The Office of the National Coordinator for Health Information Technology is offering new guidance on identifying unsafe conditions with electronic health records.
When front line clinicians confront a clinical mishap or unsafe condition in EHR-enabled health care settings (such as a medication error or a missed diagnosis) they may not connect the clinical event with how EHR use could have helped prevent it, how misuse or failure to use EHR functionality as intended contributed to the problem, or how weaknesses in EHR configuration, interfaces, or usability contributed, according to a new ONC blog posting.
Consequently, ONC has two new guidance documents, both authored by ECRI Institute under a contract with the agency. A report, How to Identify and Address Unsafe Conditions Associated with Health IT, focuses on improving the reporting of unsafe conditions associated with an HIT product. Another document with 43 slides accompanies the report.
The report encourages use of two standardized reporting tools from the Agency for Healthcare Research and Quality--AHRQ Common Formats version 1.2 and AHRQ Hazard Manager--to enable aggregation and comparison of HIT-related events over time.
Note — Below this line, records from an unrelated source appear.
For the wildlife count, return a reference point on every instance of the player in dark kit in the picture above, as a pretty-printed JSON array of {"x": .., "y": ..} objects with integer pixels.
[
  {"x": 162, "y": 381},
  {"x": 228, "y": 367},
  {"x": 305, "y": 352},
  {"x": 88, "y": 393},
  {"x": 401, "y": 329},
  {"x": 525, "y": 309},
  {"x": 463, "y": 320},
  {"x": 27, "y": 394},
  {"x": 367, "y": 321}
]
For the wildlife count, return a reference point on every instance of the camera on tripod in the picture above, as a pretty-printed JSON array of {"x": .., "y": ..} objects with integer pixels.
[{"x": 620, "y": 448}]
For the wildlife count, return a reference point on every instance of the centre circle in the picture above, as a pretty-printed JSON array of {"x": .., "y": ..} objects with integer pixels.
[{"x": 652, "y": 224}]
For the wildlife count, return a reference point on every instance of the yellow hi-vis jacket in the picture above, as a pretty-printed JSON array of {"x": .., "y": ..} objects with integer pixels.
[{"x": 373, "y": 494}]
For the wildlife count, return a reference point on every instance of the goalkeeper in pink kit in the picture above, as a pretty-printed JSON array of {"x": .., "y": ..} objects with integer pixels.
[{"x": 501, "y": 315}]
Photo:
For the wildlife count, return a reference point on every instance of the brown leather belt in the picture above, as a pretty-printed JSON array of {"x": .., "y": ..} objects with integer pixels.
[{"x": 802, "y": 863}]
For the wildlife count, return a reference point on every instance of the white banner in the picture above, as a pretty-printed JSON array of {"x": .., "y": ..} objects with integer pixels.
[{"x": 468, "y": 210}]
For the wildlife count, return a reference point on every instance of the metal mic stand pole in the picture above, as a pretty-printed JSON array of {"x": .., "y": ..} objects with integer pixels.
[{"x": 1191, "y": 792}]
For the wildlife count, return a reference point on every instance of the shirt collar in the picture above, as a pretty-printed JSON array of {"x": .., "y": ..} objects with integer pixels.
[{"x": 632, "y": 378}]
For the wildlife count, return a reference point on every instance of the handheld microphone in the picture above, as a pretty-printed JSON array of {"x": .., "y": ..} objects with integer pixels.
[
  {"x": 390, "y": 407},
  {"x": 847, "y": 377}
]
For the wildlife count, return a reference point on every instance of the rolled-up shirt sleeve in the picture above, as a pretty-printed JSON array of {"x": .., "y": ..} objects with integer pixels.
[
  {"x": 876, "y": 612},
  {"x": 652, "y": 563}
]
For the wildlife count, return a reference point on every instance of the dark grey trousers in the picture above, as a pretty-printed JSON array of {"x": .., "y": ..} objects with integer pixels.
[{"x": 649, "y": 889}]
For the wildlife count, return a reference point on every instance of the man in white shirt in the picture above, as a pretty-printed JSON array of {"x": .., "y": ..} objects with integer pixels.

This guide also addresses the need for follow-up on reports, according to the ONC blog. Busy people in healthcare (as in other fields) need feedback or they tend not to report. The work of providing that feedback begins with healthcare organizations. However, when it comes to understanding health ITs role in safety events, healthcare organizations may need help. This guide describes how patient safety organizations and EHR technology developers can help by, for example, bringing analytical sophistication that helps tease out the complex sociotechnical factors involved in health IT-associated events. Patient safety organizations can also provide a legally protected space for reporting and follow-up, including the involvement of EHR developers.